Evans, 29, was reluctant to blame Federer, whom he bonded with in Switzerland recently when he was invited to train with the 20-time Major champion for three days.
But he was not happy, explaining that he left the grounds at 6pm the previous day and was still tired.
"That wouldn't be the first time the higher-ranked player has had pull, so to speak," Evans said.
Last year, French player Julien Benneteau said that Federer has undue influence over scheduling, claiming that his representatives had demanded he not play in the Armstrong Stadium.
But US Open officials denied it and said they had always planned to have Federer, Serena Williams and Rafael Nadal play all their matches in Ashe, the premier stadium.
The daily schedule is made by tournament officials with input from the television networks, including ESPN at the US Open. Some of the top players are consulted.
Federer, who will play David Goffin of Belgium in the fourth round today, is not known to use expletives during his interviews.
He is usually couth, gracious and kind - owing to an incident in 2002 that changed his life altogether.
At 21, before he won his first Slam title, he showed great potential but his temperament was getting in the way of his performances. He often raised his voice and smashed rackets on court.
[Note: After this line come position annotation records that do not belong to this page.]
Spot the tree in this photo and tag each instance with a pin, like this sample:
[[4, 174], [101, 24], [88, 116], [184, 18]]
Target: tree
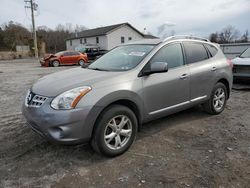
[[14, 34], [244, 37], [228, 34], [214, 37]]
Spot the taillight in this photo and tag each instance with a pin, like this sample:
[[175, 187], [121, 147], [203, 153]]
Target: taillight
[[230, 63]]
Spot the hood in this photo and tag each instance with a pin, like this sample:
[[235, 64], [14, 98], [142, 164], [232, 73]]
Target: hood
[[57, 83], [48, 56], [241, 61]]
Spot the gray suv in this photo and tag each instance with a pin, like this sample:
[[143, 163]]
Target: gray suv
[[107, 102]]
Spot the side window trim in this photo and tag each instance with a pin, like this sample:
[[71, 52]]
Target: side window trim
[[208, 55], [183, 54], [208, 52], [163, 47]]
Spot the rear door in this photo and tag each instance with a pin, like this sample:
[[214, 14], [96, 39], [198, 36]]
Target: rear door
[[167, 91], [75, 57], [66, 59], [202, 70]]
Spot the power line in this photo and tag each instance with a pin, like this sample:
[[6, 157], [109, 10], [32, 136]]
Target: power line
[[33, 7]]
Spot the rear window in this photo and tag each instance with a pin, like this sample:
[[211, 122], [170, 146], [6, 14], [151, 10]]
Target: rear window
[[195, 52], [213, 51]]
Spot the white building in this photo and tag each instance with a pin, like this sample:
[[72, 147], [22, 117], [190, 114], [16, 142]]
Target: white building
[[106, 37]]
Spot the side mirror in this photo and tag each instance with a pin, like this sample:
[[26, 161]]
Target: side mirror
[[85, 65], [156, 67]]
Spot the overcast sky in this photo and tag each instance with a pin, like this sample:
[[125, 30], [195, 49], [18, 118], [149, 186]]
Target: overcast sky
[[197, 17]]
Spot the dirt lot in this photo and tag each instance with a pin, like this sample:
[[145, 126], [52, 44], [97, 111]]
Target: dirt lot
[[188, 149]]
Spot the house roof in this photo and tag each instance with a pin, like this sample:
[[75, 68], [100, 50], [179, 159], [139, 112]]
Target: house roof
[[149, 36], [101, 31]]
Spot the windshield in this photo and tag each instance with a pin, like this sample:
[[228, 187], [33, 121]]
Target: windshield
[[246, 54], [122, 58], [59, 53]]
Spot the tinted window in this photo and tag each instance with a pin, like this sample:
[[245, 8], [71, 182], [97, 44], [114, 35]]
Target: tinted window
[[74, 53], [213, 51], [122, 58], [195, 52], [172, 54], [67, 54], [246, 53], [122, 39]]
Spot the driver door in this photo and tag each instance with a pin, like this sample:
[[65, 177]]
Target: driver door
[[168, 91]]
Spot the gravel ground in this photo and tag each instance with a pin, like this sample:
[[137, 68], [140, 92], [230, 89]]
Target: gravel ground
[[188, 149]]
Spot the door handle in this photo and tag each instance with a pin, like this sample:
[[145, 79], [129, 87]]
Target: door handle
[[184, 76], [213, 69]]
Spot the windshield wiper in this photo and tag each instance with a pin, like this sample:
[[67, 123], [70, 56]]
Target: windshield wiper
[[98, 69]]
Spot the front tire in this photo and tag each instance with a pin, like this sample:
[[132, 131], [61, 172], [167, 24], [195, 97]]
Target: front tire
[[55, 63], [115, 131], [218, 99], [81, 62]]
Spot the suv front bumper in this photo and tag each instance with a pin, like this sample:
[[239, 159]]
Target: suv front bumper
[[61, 126]]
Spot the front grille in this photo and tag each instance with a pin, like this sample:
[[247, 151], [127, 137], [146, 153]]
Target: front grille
[[241, 69], [33, 100]]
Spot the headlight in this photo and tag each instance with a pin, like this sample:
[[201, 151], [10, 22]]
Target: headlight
[[69, 99]]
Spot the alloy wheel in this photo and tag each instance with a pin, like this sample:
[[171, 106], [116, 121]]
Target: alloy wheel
[[219, 99], [118, 132]]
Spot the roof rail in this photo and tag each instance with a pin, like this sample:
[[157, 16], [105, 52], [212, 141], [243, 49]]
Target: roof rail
[[185, 37]]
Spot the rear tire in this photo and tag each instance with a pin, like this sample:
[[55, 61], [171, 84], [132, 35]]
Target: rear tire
[[55, 63], [218, 99], [115, 131], [81, 62]]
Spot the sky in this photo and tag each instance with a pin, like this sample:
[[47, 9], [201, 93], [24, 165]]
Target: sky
[[159, 17]]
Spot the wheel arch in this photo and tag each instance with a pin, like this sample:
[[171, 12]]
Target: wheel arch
[[131, 104], [226, 83]]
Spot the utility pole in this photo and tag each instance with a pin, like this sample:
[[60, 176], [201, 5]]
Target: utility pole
[[33, 6]]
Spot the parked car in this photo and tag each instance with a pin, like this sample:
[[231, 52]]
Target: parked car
[[107, 102], [64, 58], [93, 52], [241, 69]]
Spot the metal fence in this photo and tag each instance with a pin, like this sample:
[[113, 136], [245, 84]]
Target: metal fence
[[234, 49]]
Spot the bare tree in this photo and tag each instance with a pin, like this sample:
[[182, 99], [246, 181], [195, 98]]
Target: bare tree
[[228, 34], [244, 37], [214, 37]]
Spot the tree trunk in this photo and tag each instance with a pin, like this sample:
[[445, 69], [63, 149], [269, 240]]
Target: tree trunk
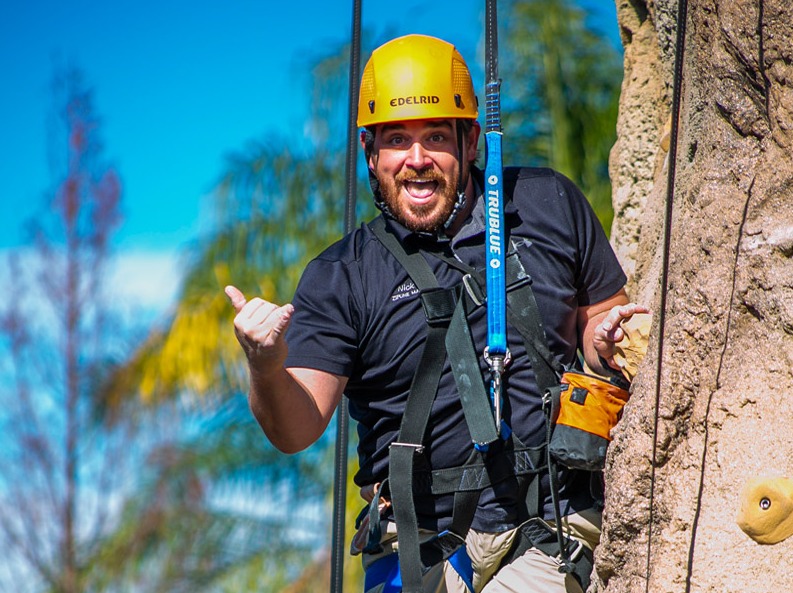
[[724, 409]]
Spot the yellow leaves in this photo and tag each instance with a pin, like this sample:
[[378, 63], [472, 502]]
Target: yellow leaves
[[186, 358]]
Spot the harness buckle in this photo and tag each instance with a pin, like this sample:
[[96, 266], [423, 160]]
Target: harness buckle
[[577, 551]]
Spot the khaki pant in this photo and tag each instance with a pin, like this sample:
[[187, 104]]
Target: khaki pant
[[534, 572]]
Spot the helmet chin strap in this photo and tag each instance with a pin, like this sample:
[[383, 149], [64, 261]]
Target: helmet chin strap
[[459, 206]]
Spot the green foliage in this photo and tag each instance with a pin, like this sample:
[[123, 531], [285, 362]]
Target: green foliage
[[561, 94]]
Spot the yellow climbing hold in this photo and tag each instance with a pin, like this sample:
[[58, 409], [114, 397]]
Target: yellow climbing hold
[[766, 513]]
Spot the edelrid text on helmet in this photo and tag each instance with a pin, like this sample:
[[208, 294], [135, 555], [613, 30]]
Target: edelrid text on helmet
[[415, 77]]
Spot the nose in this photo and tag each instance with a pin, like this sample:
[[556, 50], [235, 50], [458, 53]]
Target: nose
[[417, 157]]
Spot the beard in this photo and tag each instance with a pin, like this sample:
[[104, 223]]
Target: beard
[[428, 217]]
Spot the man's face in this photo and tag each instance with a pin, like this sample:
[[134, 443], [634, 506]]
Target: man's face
[[417, 167]]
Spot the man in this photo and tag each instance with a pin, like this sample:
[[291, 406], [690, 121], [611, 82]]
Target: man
[[361, 321]]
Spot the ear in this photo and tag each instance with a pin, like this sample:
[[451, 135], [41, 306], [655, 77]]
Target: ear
[[472, 141], [369, 157]]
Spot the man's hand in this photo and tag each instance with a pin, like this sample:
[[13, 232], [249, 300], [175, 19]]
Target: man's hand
[[259, 327], [608, 332]]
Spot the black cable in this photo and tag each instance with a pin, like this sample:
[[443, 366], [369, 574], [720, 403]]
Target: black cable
[[680, 44], [342, 414]]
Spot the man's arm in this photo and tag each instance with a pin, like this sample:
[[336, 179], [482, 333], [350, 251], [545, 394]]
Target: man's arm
[[599, 329], [293, 406]]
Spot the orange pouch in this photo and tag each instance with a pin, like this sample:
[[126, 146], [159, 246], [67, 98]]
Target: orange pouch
[[589, 407]]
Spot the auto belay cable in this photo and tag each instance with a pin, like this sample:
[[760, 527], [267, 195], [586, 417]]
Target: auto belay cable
[[496, 353], [342, 413]]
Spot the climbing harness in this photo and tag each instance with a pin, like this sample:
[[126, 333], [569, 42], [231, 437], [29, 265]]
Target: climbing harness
[[496, 455]]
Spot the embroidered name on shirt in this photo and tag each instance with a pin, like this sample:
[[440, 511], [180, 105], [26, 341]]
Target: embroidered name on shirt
[[403, 291]]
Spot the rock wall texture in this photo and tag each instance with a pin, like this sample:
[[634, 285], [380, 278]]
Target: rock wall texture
[[724, 410]]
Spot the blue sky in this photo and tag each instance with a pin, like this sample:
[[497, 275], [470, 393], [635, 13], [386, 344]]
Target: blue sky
[[179, 85]]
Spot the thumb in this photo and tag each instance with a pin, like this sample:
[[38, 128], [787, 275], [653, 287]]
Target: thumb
[[285, 316], [237, 298]]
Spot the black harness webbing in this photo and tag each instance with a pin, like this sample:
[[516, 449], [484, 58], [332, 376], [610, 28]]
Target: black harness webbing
[[446, 311]]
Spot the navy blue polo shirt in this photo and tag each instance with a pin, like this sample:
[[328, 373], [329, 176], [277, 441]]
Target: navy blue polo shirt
[[358, 315]]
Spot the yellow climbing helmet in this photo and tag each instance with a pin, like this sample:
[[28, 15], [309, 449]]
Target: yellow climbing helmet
[[415, 77]]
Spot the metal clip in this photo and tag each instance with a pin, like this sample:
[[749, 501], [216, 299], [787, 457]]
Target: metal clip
[[416, 448], [473, 290]]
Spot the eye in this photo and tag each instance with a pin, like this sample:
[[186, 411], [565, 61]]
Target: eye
[[395, 140]]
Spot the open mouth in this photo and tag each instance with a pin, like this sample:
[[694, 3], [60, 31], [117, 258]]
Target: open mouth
[[420, 189]]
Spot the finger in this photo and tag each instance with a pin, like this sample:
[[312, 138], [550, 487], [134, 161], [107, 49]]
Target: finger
[[237, 298]]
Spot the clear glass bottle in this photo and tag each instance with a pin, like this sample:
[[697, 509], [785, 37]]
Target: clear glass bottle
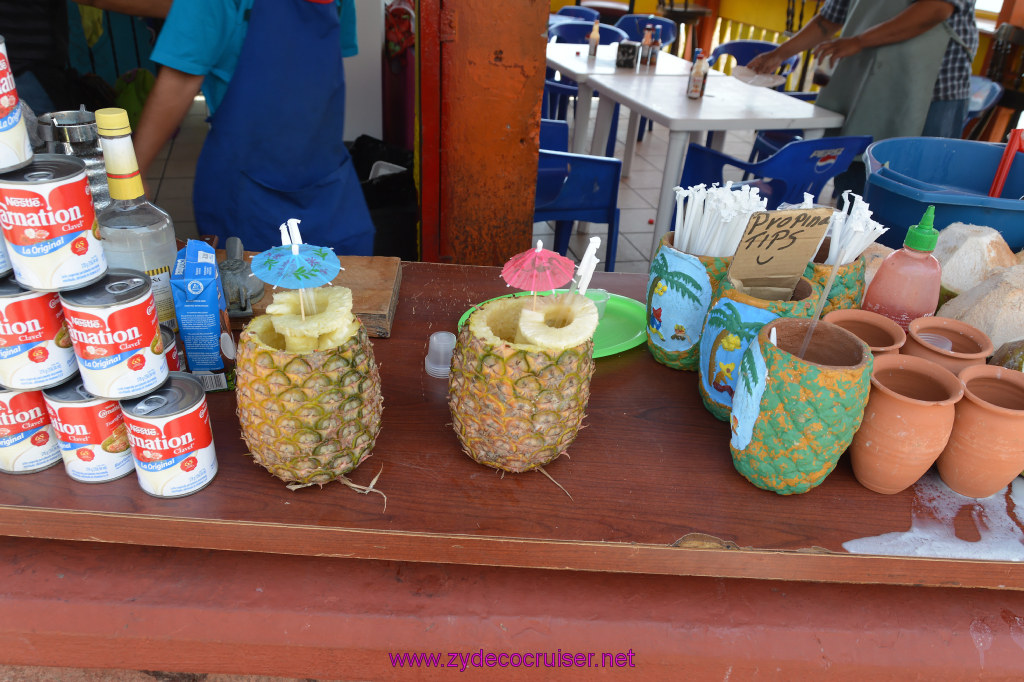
[[655, 46], [698, 76], [907, 283], [136, 235], [648, 39]]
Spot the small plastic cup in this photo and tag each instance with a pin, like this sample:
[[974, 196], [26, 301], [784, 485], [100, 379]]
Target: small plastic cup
[[438, 359], [600, 298]]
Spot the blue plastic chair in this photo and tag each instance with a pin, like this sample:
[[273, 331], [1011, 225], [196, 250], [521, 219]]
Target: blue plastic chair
[[554, 135], [634, 26], [555, 103], [803, 166], [574, 186], [579, 32], [767, 142], [585, 13]]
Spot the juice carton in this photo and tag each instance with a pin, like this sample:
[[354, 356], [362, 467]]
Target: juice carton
[[201, 309]]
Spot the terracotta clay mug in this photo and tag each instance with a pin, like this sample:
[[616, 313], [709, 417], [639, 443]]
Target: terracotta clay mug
[[907, 421], [986, 449], [881, 334], [948, 342]]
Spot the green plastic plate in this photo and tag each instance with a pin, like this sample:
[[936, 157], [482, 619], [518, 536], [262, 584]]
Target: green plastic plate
[[623, 327]]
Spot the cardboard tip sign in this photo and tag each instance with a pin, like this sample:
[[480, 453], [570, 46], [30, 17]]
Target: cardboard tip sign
[[775, 249]]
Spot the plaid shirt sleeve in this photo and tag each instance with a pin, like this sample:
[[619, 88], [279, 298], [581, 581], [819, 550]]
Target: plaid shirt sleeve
[[835, 10], [953, 81]]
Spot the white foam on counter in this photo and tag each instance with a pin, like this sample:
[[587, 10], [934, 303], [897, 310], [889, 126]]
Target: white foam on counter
[[932, 531]]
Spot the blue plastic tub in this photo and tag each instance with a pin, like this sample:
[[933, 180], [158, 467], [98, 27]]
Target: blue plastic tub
[[906, 174]]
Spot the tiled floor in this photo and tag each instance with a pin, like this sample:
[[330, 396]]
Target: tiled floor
[[170, 181]]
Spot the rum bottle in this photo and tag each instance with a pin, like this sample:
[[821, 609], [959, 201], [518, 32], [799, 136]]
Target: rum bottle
[[135, 233]]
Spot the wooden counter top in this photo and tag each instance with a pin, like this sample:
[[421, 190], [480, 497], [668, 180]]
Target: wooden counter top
[[650, 468]]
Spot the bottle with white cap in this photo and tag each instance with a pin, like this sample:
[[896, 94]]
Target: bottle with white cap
[[136, 235]]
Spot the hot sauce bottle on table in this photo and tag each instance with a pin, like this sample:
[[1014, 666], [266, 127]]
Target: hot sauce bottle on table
[[135, 233], [595, 38], [698, 76], [906, 285]]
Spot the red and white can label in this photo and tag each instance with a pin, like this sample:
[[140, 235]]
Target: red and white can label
[[15, 150], [93, 439], [174, 456], [48, 227], [27, 441], [171, 350], [119, 348], [35, 345]]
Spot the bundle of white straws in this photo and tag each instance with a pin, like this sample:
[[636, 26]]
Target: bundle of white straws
[[710, 221], [851, 230]]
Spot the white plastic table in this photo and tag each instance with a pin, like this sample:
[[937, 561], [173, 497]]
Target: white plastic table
[[727, 104], [571, 60]]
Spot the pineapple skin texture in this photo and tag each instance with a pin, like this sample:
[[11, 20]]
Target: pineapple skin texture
[[308, 418], [513, 409]]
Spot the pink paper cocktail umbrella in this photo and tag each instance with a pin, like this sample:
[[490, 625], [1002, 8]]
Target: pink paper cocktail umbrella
[[538, 269]]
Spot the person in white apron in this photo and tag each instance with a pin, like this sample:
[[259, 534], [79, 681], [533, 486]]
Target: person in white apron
[[889, 56]]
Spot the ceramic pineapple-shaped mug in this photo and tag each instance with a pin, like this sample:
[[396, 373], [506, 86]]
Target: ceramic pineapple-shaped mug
[[795, 413], [679, 292], [732, 323]]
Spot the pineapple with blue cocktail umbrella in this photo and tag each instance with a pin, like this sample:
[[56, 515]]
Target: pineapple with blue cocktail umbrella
[[308, 389]]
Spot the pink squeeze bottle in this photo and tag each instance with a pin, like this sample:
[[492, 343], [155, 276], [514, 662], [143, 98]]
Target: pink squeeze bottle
[[906, 285]]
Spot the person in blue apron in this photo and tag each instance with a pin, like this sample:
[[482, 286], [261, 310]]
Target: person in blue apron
[[273, 78], [903, 67]]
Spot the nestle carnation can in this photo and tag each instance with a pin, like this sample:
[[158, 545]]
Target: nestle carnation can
[[116, 335], [170, 435], [170, 348], [27, 441], [91, 432], [15, 150], [49, 224], [35, 346]]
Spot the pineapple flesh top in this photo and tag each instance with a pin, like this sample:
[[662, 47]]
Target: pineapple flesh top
[[308, 389], [520, 379]]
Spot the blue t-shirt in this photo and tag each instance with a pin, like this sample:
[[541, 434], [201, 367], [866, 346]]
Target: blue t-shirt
[[204, 38]]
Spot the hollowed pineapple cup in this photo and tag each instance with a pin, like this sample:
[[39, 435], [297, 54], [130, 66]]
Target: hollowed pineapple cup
[[516, 407]]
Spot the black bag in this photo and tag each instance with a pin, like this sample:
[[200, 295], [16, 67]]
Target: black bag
[[391, 198]]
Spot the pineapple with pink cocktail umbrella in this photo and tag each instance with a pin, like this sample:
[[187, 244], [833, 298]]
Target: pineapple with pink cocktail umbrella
[[521, 368]]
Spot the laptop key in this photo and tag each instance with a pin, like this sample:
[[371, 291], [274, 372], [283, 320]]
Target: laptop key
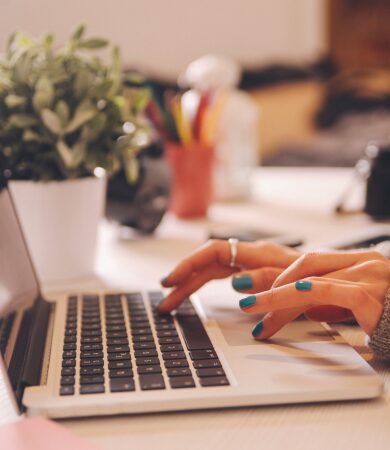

His coach Peter Carter realised his attitude was hindering him and taught him the importance of being polite and gracious in defeat. But Carter died in a car accident in 2002 and a devastated Federer decided then to become a respectable individual, first by working on overcoming his aggression.
He went on to win his first Slam at Wimbledon the following year, and the rest is history.
The frustrated Swiss added: "I'm still going to walk out even if they schedule me at 4 in the morning."
Meanwhile, Daniil Medvedev said he was working to "do better next time" after his middle-finger gesture angered the crowd in his 7-6 (7-1), 4-6, 7-6 (9-7), 6-4 third-round win over Feliciano Lopez.
The Russian fifth seed received a code violation for angrily snatching the towel from a ballperson, threw his racket and then covertly raised his middle finger next to his head as he began to walk.
"I was in the heat of the moment and started losing the momentum," said Medvedev, who was roundly booed by supporters after a fired-up post-match interview.